Without the softening inflection of speech, the written word can appear quite harsh. Those familiar with social media, such as Facebook and Twitter will immediately recognise the problem... "I never intended it to sound like that, or to be taken that way"....but it was.

Even in the most hard-nosed commercial e-facilitations, Chief Executives, their directors and legal teams can get uptight about something that was fairly innocently written, but has appeared more challenging when read.

So, before embarking on the process, parties need careful direction about what to commit to writing, how they will be expected to express themselves, and the implications of not following the rules.

I achieve this by using a tight staircase of steps, leading to set platforms. Clients need to understand that the process is fairly rigid, to ensure safe management. "You cannot leap to step three, before you have completed steps one and two". And every so often, we pause on the landing or mezzanine so that we can evaluate how we are getting on.

My 'Step 1' comprises an introduction letter addressed and sent to all parties simultaneously, to inform them about the process and method, and set out 'Do you....." questions - recording their agreement to the process and ground rules. This is a shared document, and commences the 'annotated' process, so that all parties can see that the agreement has been formed, and the process set.

Once shared, I summarise the options that they have elected and agreed, covering their expectations of the process, such as whether they wish to speak on line, how any confidential messages are to be handled, and what to do should impasse be reached.

'Step 2' is generally directed to obtaining positions, which are set out by the parties or their lawyers in pithy written summaries. These are key documents and require great care. The last thing the parties need is for an issue to be raised later in the process that has escaped their summary.
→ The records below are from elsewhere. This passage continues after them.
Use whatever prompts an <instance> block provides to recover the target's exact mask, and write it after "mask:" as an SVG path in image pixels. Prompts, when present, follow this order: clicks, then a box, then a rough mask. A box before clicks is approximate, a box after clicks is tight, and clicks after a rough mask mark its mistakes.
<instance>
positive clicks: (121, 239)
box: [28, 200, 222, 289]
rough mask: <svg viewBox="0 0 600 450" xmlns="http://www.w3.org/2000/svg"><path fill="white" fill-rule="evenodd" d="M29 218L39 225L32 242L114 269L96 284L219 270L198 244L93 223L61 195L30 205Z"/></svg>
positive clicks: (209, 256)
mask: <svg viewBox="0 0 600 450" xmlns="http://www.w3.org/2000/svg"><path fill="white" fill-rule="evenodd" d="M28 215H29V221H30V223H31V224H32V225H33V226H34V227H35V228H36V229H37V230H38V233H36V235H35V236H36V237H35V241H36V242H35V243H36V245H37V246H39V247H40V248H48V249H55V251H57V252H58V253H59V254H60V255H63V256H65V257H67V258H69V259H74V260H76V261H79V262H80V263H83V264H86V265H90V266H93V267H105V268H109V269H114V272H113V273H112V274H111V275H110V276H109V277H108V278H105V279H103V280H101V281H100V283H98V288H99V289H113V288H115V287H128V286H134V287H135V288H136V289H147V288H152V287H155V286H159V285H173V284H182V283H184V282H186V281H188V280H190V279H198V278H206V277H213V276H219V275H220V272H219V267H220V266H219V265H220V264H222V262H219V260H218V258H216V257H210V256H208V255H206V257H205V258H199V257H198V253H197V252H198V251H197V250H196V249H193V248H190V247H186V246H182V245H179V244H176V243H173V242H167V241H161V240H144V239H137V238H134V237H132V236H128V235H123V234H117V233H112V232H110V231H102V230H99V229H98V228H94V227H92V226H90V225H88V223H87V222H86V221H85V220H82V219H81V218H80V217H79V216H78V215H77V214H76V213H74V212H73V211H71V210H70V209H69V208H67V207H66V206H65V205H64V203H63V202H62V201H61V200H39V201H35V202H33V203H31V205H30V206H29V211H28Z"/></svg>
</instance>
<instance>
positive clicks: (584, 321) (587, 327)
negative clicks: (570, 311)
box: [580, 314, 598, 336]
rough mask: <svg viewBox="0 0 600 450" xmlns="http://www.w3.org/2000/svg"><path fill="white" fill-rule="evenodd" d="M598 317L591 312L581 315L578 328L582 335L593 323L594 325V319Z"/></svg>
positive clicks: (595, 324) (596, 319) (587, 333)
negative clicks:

'Step 3' is the first platform:

A. Your summaries show that the following points are agreed between you:

B. Your positions reveal the following matters are not agreed:

C. Your positions are not clear as to the following matters:

D. Some ideas/options for discussion

E. Points of guidance for approach

"May I propose a target date of .... for your replies to Step 3 and your revised proposals. If you have any issues with this step, please notify me immediately".

Following this, subsequent steps become more specific to the issues yet to be agreed.

It is essential to record what has been agreed and what remains to be agreed from the previous step, and to secure the parties' written confirmation. This provides a 'stop' behind which they are not permitted to return.

For the disputed issues I set out 'Reality Check' questions for each rival proposition from each party, and invite them to consider or advance proposals. Yes - accompanying each step, the parties are provided with 'sample options', making the process more directive than a face-to-face meeting. Some mediators may be uncomfortable with this, but my experience suggests that client satisfaction leaps when reasonable possibilities are proposed, even if they choose not to adopt any of them.

The parties are expected to use the 'Step document' to record their answers and comments (annotating with individual colour-coded replies). This avoids the risk of producing inadvertently, unshared documents.

By adhering to a process that steps them from one agreed position to the next, parties tend to make their own progress towards a final agreement. Needless to say, some parties still need a degree of 'hand-holding' - by Skype or private message - but generally they quickly learn the way in which progress can be made and, in the rare event of a failure to agree all issues, they do have the written framework to hand to their legal teams should they wish to broker final solutions, or litigate narrow issues.